Moving the QP into error state right after with rdma_disconnect
you are not sure that none of the subset of the invalidations
that _were_ posted completed and you get the corresponding MRs
in a bogus state...
Moving the QP to error state and then draining the CQs means
that all LOCAL_INV WRs that managed to get posted will get
completed or flushed. That's already handled today.
It's the WRs that didn't get posted that I'm worried about
in this patch.
Are there RDMA consumers in the kernel that use that third
argument to recover when LOCAL_INV WRs cannot be posted?
None :)
I suppose I could reset these MRs instead (that is,
pass them to ib_dereg_mr).
Or, just wait for a completion for those that were posted
and then all the MRs are in a consistent state.
When a LOCAL_INV completes with IB_WC_SUCCESS, the associated
MR is in a known state (ie, invalid).
The WRs that flush mean the associated MRs are not in a known
state. Sometimes the MR state is different than the hardware
state, for example. Trying to do anything with one of these
inconsistent MRs results in IB_WC_BIND_MW_ERR until the thing
is deregistered.
Correct.
The xprtrdma completion handlers mark the MR associated with
a flushed LOCAL_INV WR "stale". They all have to be reset with
ib_dereg_mr to guarantee they are usable again. Have a look at
__frwr_recovery_worker().
Yes, I'm aware of that.
And, xprtrdma waits for only the last LOCAL_INV in the chain to
complete. If that one isn't posted, then fr_done is never woken
up. In that case, frwr_op_unmap_sync() would wait forever.

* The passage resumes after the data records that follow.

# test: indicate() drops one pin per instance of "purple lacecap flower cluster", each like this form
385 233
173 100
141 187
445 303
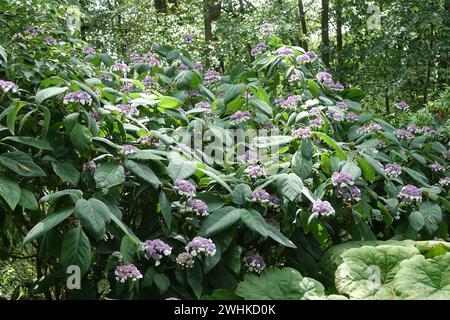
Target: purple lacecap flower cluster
240 116
89 50
156 249
404 134
185 260
351 117
212 76
349 193
205 106
302 133
120 67
185 188
200 245
7 86
285 52
260 47
401 105
147 140
266 28
334 115
255 171
290 102
127 271
128 149
198 206
410 193
254 262
90 166
127 88
371 127
50 41
81 97
148 81
342 105
437 167
444 181
342 179
104 76
323 208
187 38
393 170
127 110
309 56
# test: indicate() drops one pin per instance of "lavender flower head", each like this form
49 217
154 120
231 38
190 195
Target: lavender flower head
255 171
212 76
410 193
127 149
120 67
393 170
185 188
436 167
342 179
156 249
266 28
323 208
239 117
7 86
128 271
188 38
254 262
201 245
185 260
78 97
198 206
260 195
302 133
401 105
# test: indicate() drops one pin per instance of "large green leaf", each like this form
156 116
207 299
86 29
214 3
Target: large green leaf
48 223
9 191
109 174
279 284
46 93
76 250
367 272
143 172
420 278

Ah.. so the (missing) completions is the problem, now I get
it.
If I understand you I think the correct solution is for
frwr_op_unmap_sync() to regroup and reset the MRs associated
with the LOCAL_INV WRs that were never posted, using the same
mechanism as __frwr_recovery_worker() .
Yea, I'd recycle all the MRs instead of having non-trivial logic
to try and figure out MR states...
It's already 4.5-rc7, a little late for a significant rework
of this patch, so maybe I should drop it?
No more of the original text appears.